The Must Goes!

Have you ever heard of the term must goes?

Maybe the term Re-Runs? (Minerva, I know you have )

I bet you have heard of the word left overs.

They all mean the same thing.

I had some” left overs” in my refrigerator that “must go” or be turned into a “re-run” meal.

Some things I had to throw away..

Chicken flavored rice that was in a cool whip container hidden way back in the fridge.

A large container of fresh spinach, that I tried to salvage into something edible but there were too many little slimy leaves in them. Yuck!

A small amount of bbq pork.

I did find one little gem.

Part of a left over rotisserie chicken, my oldest daughter who does not cook, brought home for dinner a couple of days ago. 

It looked like lunch to me.

My plan was to boil the whole chicken, make a great broth with it, use part of the broth to go into some spinach soup and the rest of the broth and the chicken meat made into chicken and dumplings. Of course after I looked closer at the spinach, the spinach soup idea turned into a must go into the trash. 

    

                         Here is the broth.                                                    Here is the chicken I pulled offed the bones.

Next, I made some homemade dumplings.

    

    

    

    

    

     

You can call it a re-run, a must go or a left over.

My kids are going to be calling it lunch : )

Becky

In case you want to make the dumplings, I have included the recipe below. These dumplings are very tender, so do not over stir them while they cook or they will start to fall apart. If you do not have a homemade broth, just use can chicken broth and add some cooked chicken to the broth. Then add the dumplings. The flour on the dumplings will thicken the broth.

If you like a firmer dumpling, I have another dumpling recipe that has an egg in it, that is a little firmer, I will make sometime in the near future for you.

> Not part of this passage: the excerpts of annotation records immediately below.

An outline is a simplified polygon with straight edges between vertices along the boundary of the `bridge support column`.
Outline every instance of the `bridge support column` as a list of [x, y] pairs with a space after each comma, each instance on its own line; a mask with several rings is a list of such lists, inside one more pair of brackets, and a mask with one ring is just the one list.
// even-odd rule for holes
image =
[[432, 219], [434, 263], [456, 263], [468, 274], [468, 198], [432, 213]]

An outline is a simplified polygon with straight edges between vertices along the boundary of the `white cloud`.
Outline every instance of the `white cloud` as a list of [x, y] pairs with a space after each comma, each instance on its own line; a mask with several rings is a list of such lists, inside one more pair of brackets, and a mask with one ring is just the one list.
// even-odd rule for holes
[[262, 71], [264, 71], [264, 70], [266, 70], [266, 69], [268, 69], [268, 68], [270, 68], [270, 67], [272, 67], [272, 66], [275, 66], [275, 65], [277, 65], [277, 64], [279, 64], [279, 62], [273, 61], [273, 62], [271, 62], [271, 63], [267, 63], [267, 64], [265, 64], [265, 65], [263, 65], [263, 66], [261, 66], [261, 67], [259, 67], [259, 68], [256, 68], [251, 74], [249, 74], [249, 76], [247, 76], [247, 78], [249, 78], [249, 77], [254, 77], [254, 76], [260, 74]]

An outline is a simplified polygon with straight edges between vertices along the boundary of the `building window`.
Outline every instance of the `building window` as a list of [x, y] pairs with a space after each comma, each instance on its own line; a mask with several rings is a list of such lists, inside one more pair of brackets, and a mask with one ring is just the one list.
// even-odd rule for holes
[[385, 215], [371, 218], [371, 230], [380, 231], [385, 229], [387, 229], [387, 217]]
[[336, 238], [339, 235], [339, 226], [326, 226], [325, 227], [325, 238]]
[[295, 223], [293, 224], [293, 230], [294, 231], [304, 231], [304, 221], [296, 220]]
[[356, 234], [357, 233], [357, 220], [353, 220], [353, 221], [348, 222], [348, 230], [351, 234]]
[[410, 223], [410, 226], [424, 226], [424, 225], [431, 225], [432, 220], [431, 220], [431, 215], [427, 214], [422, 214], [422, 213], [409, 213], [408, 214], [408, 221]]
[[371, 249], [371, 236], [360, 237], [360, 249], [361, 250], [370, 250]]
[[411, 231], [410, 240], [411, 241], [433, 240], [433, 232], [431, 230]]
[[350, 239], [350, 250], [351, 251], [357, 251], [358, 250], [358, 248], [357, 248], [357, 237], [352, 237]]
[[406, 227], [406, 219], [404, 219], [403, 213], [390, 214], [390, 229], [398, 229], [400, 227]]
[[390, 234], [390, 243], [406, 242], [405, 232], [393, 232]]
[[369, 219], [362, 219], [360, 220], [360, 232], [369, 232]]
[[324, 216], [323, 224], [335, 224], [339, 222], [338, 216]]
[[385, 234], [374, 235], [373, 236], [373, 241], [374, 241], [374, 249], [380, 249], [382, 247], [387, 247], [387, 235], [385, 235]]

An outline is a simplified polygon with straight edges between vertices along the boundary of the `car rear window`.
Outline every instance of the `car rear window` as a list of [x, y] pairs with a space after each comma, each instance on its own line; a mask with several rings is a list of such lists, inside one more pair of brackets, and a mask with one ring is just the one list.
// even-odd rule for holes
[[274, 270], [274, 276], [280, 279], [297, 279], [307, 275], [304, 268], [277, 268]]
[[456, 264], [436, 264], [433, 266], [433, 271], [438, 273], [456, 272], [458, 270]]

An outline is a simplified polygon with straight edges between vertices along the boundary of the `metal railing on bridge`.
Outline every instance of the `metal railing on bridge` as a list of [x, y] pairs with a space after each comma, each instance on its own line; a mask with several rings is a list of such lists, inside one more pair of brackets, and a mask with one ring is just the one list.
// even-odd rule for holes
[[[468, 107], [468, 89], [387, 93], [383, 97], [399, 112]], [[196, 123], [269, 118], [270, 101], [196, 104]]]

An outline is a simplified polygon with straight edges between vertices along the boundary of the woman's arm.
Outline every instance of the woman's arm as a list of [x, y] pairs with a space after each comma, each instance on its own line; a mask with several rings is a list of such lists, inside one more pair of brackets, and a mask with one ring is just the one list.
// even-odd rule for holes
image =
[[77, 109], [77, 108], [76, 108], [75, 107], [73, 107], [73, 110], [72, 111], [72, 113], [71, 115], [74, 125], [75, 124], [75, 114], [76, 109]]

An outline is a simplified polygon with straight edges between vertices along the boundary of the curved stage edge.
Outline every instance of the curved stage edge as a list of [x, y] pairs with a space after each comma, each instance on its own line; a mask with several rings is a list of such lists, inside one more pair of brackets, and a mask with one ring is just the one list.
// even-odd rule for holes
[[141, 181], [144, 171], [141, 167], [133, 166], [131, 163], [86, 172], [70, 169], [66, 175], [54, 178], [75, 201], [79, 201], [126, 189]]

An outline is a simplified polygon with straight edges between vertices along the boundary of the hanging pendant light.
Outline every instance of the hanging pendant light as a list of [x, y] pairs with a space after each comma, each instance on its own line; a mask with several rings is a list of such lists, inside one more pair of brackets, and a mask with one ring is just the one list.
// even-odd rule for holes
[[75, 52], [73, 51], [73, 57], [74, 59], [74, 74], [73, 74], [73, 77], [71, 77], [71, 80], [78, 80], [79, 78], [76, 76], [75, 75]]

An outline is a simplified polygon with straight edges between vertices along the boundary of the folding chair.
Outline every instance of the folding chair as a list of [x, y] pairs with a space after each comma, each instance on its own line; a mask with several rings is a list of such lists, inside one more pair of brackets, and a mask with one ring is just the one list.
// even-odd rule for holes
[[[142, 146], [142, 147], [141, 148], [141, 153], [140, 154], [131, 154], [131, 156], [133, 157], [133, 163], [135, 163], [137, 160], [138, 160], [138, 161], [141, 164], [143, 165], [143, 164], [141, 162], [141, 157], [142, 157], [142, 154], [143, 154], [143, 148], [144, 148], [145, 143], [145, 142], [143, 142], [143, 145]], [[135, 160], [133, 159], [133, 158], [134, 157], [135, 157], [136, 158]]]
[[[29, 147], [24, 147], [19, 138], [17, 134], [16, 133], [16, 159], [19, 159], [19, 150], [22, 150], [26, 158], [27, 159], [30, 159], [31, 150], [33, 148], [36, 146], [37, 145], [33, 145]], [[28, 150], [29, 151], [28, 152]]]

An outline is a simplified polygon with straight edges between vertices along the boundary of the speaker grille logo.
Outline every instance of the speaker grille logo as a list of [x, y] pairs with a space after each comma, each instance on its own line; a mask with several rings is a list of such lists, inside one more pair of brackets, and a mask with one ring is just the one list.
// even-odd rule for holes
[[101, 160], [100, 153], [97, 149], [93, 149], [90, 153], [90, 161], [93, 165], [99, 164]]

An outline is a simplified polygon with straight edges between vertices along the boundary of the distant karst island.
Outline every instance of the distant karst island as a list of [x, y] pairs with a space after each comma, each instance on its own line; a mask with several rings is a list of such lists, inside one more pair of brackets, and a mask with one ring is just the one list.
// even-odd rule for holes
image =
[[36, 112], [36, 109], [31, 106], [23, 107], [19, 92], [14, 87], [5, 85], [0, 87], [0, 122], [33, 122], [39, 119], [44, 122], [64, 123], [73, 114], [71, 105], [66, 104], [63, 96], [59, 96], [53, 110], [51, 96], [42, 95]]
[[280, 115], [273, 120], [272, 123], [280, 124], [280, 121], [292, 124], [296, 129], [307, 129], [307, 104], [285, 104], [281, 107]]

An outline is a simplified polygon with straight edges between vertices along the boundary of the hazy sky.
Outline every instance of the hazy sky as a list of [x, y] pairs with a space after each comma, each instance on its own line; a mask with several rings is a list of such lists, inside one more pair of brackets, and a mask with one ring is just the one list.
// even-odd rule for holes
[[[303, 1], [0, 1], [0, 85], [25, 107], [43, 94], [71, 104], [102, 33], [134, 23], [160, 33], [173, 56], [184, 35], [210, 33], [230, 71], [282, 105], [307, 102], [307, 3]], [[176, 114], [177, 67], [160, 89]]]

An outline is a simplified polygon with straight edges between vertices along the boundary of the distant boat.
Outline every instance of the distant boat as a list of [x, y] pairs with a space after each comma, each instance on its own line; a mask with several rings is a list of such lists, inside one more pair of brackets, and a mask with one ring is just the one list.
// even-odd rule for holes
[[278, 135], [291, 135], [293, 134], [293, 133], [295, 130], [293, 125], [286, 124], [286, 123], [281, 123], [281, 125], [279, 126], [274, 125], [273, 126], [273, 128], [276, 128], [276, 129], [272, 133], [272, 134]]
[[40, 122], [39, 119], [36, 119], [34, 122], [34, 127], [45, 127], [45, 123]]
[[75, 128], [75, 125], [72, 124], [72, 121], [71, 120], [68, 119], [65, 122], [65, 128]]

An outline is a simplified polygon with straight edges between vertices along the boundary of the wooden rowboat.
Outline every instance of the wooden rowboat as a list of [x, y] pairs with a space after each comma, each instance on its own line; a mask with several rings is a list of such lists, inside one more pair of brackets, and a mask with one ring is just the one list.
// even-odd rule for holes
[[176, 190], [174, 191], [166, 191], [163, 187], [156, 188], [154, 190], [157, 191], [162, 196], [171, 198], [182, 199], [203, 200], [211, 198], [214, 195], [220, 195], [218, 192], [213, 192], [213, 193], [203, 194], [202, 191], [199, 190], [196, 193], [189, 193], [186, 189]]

Rolled Out Tender Dumplings

Ingredients:

2 cups flour

2 teaspoons baking powder

1 teaspoon salt

1/3 cup shortening

1/2 cup milk.

Directions:

In a bowl mix the flour, baking powder and salt together. With a pastry blender, cut the shortening into the flour until you get the shortening into a small pea size. Add the milk and stir. (I had to add just a tad more milk to get the dough to come together.)

On a floured counter, knead the dough together and roll out to 1/4 inch thick. With a pizza cutter cut the dough into 1 inch size squares. Have your broth on a slow boil and gently drop the dumplings in the broth, one at a time. Gently stir to keep the dumpling from sticking together. Gently boil until the dumplings are cooked through.